JPH0259022A - Reaction apparatus of waste gas smokestack - Google Patents

Abstract

PURPOSE:To prevent adhesion of scales and lowering the strength of the walls of a smokestack due to thermal impact by dividing the flow of the waste gas by installing an inner cylinder in the smokestack, and setting a reducing agent spraying nozzle to spray a reaction material in the inside of the inner cylinder. CONSTITUTION:A waste gas flows in a smokestack pipe 4 from down side to up side and is divided by an inner cylinder 2 to inside and outside of the inner cylinder, and an aqueous solution containing a reducing agent is sprayed with rotation through a reducing agent spraying nozzle 6 to the flow in the inside of the inner cylinder. Because water-drops from the reducing agent spraying nozzle 6 collide against the inner walls of the inner cylinder 2 and even though the situation is different depending on the size of the water drops, sprayed condition, and the gas flow, the inner cylinder 2 is possibly cooled to water boiling temperature, 100 deg.C, locally. However, since the inner cylinder 2 is heated by a gas flowing outside, the wall temperature is not decreased as compared to the case of no gas flow outside, and as a result, scale adhesion and thermal impact is lessened. The smokestack pipe 4 is protected from a sprayed material by the inner cylinder 2.

Description

[Detailed Description of the Invention] [Industrial Application Field] The present invention relates to a reaction device for an exhaust gas flue, and in particular to an exhaust gas smoke suitable for flue protection when a reducing agent for exhaust gas denitrification is added as an aqueous solution spray. Regarding the road reactor.

[Conventional technology]

Nitrogen oxides (NOx) generated from combustion equipment that uses fossil fuels such as coal and oil are harmful, and efforts are being made to reduce emissions as much as possible. A common method for reducing nitrogen oxides is to first suppress their generation, and then add a reducing agent such as ammonia to react with the generated nitrogen oxides to render them harmless. For example, in a large boiler at a thermal power plant, NOx generation is first suppressed by low NOx combustion, then ammonia is added to the exhaust gas, and the NOx is treated in a denitrification reactor before being released into the atmosphere. For small boilers used for heating in urban areas, the amount of exhaust gas emitted per unit is small and laws and regulations are lenient, so treatment of nitrogen oxides in the exhaust gas has not been carried out.
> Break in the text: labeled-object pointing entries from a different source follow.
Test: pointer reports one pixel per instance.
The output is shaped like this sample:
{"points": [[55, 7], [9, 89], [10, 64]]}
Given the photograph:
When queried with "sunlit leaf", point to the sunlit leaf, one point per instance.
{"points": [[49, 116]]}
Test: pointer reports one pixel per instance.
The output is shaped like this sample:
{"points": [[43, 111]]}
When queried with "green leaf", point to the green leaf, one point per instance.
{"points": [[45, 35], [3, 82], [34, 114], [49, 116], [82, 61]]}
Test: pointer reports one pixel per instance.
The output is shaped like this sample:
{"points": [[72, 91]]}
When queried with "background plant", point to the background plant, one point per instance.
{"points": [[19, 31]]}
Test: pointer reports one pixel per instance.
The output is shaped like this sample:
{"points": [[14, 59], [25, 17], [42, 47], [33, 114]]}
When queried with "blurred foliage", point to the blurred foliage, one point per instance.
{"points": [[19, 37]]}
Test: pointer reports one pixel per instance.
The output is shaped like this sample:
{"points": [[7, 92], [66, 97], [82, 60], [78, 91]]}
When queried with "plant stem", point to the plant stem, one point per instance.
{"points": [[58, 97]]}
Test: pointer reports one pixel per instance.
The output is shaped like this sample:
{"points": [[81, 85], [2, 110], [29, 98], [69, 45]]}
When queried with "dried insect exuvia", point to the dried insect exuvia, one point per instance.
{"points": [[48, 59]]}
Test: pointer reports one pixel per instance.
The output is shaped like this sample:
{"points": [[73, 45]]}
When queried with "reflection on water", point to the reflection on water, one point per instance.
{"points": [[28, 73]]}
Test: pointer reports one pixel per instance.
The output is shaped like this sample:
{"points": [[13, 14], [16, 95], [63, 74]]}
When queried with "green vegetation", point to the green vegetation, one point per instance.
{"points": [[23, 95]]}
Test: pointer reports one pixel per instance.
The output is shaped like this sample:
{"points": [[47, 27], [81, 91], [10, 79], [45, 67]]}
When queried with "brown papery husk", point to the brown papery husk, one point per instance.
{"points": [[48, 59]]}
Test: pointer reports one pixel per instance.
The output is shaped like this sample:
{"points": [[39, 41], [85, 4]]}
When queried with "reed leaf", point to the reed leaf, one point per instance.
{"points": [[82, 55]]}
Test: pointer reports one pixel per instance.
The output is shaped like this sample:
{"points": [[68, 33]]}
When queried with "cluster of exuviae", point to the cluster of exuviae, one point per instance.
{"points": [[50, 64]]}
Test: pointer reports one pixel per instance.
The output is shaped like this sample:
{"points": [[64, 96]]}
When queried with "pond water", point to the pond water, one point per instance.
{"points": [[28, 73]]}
Recently, however, pollution of urban air by exhaust gas has increased, and laws and regulations have become stricter for small-scale exhaust gas generating sources in urban areas, and there is a trend for smaller exhaust gas denitration equipment to be installed to treat nitrogen oxides. Generally, when making such chemical equipment small-scale, simply scaling it down will cause problems and generate heat and heat.
A mechanical reexamination that takes into account the transfer of mass and momentum is necessary.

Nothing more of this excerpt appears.